Ann Arbor (Informed Comment) – Electric vehicles are expected to make up some 25% of cars sold globally in 2025, according to the International Energy Agency . Given where we were only a decade ago, this is a world-historical statistic. In 2016, EVs made up a little less than one percent of light vehicle sales.
The IEA writes, “For the full year 2025, electric car sales are expected to increase by 25% globally, which is similar to the growth rate from the 2024. As a result, electric car sales top 20 million worldwide.” Something on the order of 77 million to 86 million cars are sold in the world annually. The IEA seems to be expecting total car sales to reach around 80 million in 2025, despite admitted economic uncertainties (i.e. Trump’s tariffs and other countries’ counter-tariffs). And EVs will comprise a quarter of that total.
Last year, in 2024, some 17 million EVs were sold, which they estimate to have made up a fifth of car sales that year. But the increase from last year to this of an expected extra 3 million EV purchases nearly equals all the EVs sold in 2020, just five years ago.
Although a fourth of all cars bought this year worldwide will be electric, their production and purchase are very unevenly distributed around the world. In China, a solid majority — 60% — of new car sales will be electric.
The world produced nearly 104 million barrels of petroleum per day last year. The IEA expects electric vehicles to displace 5 million barrels a day worldwide by 2030. China may have already started down the path of decreasing oil imports every year, which is bad news for Iran and Saudi Arabia, which make gobs of money selling petroleum to China.
In the European Union, EV sales have been pumped up by EU carbon reduction targets and by government subsidies, which are coming to an end in many countries. Still, the IEA sees some signs that EVs are so attractive to consumers that they are buying them even without subsidies. It writes,
“At the end of 2024, the electric car purchase subsidy in the Netherlands came to an end, but electric car sales in the country in the first quarter of 2025 were about 10% higher than during the same period of 2024. In Italy, direct purchase subsidies for electric cars are no longer being renewed after 2024, though the government does aim to support the domestic production of EVs. In the first three months of 2025, electric car sales in Italy were up almost 50%.”

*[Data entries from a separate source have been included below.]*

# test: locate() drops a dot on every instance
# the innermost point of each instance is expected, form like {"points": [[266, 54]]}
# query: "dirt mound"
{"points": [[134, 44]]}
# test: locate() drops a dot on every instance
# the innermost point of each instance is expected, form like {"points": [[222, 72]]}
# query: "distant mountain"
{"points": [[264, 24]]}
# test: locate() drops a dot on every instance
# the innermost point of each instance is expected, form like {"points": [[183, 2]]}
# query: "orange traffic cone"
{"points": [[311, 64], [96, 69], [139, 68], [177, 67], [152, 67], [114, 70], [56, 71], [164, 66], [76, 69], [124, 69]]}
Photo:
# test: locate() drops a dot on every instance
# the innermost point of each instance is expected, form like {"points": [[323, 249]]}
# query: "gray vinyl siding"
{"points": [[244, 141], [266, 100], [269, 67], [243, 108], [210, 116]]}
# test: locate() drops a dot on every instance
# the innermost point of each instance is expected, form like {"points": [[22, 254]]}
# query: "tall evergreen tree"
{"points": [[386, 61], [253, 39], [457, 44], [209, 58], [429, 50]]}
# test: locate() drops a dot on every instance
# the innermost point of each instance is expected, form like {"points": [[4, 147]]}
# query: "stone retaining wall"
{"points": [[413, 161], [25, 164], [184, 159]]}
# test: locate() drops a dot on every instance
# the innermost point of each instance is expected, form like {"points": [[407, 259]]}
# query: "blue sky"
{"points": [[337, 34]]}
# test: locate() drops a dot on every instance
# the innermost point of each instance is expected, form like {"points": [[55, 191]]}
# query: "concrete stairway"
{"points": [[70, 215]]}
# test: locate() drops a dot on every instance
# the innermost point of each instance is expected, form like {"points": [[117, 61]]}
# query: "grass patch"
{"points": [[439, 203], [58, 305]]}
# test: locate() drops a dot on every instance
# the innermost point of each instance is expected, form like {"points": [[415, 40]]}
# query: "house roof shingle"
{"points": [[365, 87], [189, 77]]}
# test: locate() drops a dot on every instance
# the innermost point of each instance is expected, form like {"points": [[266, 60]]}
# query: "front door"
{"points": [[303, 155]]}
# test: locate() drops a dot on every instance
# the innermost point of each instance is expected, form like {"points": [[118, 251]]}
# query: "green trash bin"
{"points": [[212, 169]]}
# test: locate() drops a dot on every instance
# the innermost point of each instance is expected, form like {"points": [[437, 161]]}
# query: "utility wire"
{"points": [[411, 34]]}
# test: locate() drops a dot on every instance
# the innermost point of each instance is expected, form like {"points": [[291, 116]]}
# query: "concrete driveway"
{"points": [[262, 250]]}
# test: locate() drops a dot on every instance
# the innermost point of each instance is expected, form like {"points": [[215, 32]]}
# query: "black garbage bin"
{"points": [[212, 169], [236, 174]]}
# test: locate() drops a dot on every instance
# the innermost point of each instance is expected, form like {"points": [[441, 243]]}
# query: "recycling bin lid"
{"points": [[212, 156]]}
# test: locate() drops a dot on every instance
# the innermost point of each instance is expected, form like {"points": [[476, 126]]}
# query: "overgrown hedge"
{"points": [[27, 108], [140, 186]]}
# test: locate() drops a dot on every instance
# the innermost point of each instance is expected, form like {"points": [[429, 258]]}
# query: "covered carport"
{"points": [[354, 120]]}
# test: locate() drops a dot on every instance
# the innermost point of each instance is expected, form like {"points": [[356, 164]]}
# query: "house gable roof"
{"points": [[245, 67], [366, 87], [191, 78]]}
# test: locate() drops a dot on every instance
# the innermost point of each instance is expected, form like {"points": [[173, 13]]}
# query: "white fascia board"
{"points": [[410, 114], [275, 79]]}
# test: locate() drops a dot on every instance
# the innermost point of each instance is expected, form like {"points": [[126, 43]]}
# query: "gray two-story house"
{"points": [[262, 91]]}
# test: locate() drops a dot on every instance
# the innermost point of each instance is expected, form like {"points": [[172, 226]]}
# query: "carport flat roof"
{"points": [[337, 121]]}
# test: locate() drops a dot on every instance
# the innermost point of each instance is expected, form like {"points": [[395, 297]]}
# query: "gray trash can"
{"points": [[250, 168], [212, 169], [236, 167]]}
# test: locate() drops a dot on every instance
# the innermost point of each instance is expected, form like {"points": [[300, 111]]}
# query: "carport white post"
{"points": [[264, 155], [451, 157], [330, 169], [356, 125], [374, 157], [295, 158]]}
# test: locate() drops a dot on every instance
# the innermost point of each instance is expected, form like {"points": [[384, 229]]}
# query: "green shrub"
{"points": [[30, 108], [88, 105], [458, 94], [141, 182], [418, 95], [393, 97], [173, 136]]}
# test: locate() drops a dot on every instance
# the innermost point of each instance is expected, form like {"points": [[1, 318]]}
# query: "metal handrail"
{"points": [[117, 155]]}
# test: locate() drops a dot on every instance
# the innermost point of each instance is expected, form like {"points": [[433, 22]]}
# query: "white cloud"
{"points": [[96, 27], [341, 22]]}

So that’s good news if it continues.
One caution here is that the market share of EVs in Italy, at 10% of new car sales, is still very low compared to some other European countries.
Autovista24 gives the following percentage of the auto market share captured by EVs in major Western European countries year to date:
UK: 30.2%
Germany: 27.2%
France 23.6%
Spain: 14.7%
Europe is expected to match the global average for percentage of new cars that are EVs, at about 25%, this year.
The US is like Italy — about 10% of new car sales in Q1 of 2025 were plug-in vehicles, whether battery-electric or plug-in hybrids. What will happen the rest of the year is anyone’s guess, since autos are very tariff-sensitive, and the Republicans want to kill EV tax subsidies. But, see above — in Europe consumers seem to be electrifying even without the subsidies. There is a lot of American interest in Chevy’s Equinox, in Audi EVs, and other brands even as Elon Musk has made his Tesla brand toxic, such that Tesla sales have plummeted. But other models, which are multiplying are taking up the slack.
The US is anyway increasingly irrelevant, under GOP/ MAGA rule, to vehicle electrification, since Republican politicians have been bought and paid for by Big Oil.
Moreover, China’s dominance in this industry is likely to continue and even be accelerated by Trump’s policies in the United States. The IEA estimates that by 2030, some 80% of new vehicle sales in China will be electric.
Such IEA projections, however, cannot account for likely technological and cost breakthroughs, so China may do even better than 80% — and remember, this is only in five years.
“BYD,” Digital, ChatGPT, 2025
China’s BYD has brought out the Seagull EV, with a sticker price of $16,000, and is selling it to Europe. Unlike with internal combustion engine cars, electric vehicles can get substantially cheaper over time. The major cost is the battery, and constant breakthroughs are being made, in China at least, in battery cost and efficiency. EV costs over the next 10 to 15 years could fall to $10,000 and even lower if the right scientific advances are made.
The problem is that these breakthroughs are now likely to be made in China, Germany, Korea and Japan, and by the time the US comes out of its MAGA drunken stupor, our dirty, world-wrecking old gasoline cars will be worthless and we won’t be the innovators that provide the inexpensive EVs to the world. We will de-industrialize ourselves because people adore Donald Trump, who does not understand basic economics, technology, or science.